Dark Reading is part of the Informa Tech Division of Informa PLC

This site is operated by a business or businesses owned by Informa PLC and all copyright resides with them.Informa PLC's registered office is 5 Howick Place, London SW1P 1WG. Registered in England and Wales. Number 8860726.

Vulnerabilities / Threats

checkLoop 1checkLoop 2checkLoop 3
11/22/2019
10:00 AM
Avidan Avraham
Avidan Avraham
Commentary
Connect Directly
LinkedIn
RSS
E-Mail vvv
50%
50%

The 5-Step Methodology for Spotting Malicious Bot Activity on Your Network

Bot detection over IP networks isn't easy, but it's becoming a fundamental part of network security practice.

With the rise of security breaches using malware, ransomware, and other remote access hacking tools, identifying malicious bots operating on your network has become an essential component to protecting your organization. Bots are often the source of malware, which makes identifying and removing them critical.

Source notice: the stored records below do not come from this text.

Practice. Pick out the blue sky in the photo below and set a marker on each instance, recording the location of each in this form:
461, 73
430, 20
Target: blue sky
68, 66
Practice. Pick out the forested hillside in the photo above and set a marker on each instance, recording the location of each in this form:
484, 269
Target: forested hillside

But that's easier said than done. Every operating environment has its share of "good" bots, such as software updaters, that are important for good operation. Distinguishing between malicious bots and good bots is challenging. No one variable provides for easy bot classification. Open source feeds and community rules purporting to identify bots are of little help; they contain far too many false positives. In the end, security analysts wind up fighting alert fatigue from analyzing and chasing down all of the irrelevant security alerts triggered by good bots.

At Cato, we faced a similar problem in protecting our customers' networks. To solve the problem, we developed a new, multidimensional approach that identifies 72% more malicious incidents than would have been possible using open source feeds or community rules alone. Best of all, you can implement a similar strategy on your network.

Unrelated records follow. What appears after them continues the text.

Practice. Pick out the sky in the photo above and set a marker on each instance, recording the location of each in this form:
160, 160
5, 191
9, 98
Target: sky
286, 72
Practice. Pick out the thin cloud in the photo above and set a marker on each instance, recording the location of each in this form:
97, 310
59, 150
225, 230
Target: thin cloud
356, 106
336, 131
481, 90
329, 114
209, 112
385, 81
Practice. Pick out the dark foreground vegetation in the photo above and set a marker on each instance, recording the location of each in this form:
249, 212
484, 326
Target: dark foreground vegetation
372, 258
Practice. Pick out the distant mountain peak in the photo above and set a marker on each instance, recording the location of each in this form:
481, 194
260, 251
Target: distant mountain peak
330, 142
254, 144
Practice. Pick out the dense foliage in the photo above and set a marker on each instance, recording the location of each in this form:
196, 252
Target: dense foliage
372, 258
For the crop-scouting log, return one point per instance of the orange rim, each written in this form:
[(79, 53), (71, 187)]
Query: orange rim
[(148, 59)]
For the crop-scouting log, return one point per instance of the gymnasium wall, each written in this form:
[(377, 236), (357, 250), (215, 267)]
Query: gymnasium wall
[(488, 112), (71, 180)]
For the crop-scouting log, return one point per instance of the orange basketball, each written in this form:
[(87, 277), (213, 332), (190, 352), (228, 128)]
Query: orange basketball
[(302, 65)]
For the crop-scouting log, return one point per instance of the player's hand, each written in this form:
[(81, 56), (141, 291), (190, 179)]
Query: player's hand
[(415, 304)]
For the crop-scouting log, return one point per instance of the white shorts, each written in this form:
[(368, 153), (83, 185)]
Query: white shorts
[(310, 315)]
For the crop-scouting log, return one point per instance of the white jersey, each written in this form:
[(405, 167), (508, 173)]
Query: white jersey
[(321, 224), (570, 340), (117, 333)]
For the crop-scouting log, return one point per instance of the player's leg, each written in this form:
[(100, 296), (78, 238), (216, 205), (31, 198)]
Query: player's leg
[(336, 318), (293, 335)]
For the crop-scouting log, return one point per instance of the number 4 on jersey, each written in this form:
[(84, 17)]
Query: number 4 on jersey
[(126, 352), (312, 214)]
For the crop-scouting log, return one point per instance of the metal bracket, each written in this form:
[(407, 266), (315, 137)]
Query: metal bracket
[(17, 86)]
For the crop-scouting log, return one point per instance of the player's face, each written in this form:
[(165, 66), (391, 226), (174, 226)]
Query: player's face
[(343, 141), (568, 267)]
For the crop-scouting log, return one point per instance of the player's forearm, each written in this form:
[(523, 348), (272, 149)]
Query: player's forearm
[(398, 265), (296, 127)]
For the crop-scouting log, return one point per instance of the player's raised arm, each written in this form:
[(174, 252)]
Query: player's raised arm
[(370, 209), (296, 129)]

Your tools will be the stock-and-trade of any network engineer: access to your network, a way to capture traffic, like a tap sensor, and enough disk space to store a week's worth of packets. The idea is to gradually narrow the field from sessions generated by people to those sessions likely to indicate a risk to your network. You'll need to:

  • Separate bots from people
  • Distinguish between browsers and other clients
  • Distinguish between bots within browsers
  • Analyze the payload
  • Determine a target's risk

Let's dive into each of those steps.

Separate Bots from People
The first step is to distinguish between bots (good and bad) and humans. We do this by identifying those machines repeatedly communicating with a target. Statistically, the more uniform these communications, the greater the chance that they are generated by a bot.

Distinguish Between Browsers and Other Clients
Having isolated the bots, you then need to look at the initiating client. Typically, "good" bots exist within browsers while "bad" will operate outside of the browser.

Operating systems have different types of clients and libraries generating traffic. For example, "Chrome," "WinInet," and "Java Runtime Environment" are all different client types. At first, client traffic may look the same, but there are some ways to distinguish between clients and enrich our context.

Start by looking at application-layer headers. Because most firewall configurations allow HTTP and TLS to any address, many bots use these protocols to communicate with their targets. You can identify bots operating outside of browsers by identifying groups of client-configured HTTP and TLS features.

Every HTTP session has a set of request headers defining the request and how the server should handle it. These headers, their order, and their values are set when composing the HTTP request. Similarly, TLS session attributes, such as cipher suites, extensions list, ALPN (Application-Layer Protocol Negotiation), and elliptic curves, are established in the initial TLS packet, the "client hello" packet, which is unencrypted. Clustering the different sequences of HTTP and TLS attributes will likely indicate different bots. 

Doing so, for example, will allow you to spot TLS traffic with different cipher suites. It's a good indicator that the traffic is being generated outside of the browser — a very non-humanlike approach and hence a good indicator of bot traffic.

Distinguish Between Bots within Browsers
Another method for identifying malicious bots is to look at specific information contained in HTTP headers. Internet browsers usually have a clear and standard header image. In a normal browsing session, clicking on a link within a browser will generates a "referrer" header that will be included in the next request for that URL. Bot traffic will usually not have a "referrer" header — or worse, it will be forged. Identifying bots that look the same in every traffic flow likely indicates maliciousness.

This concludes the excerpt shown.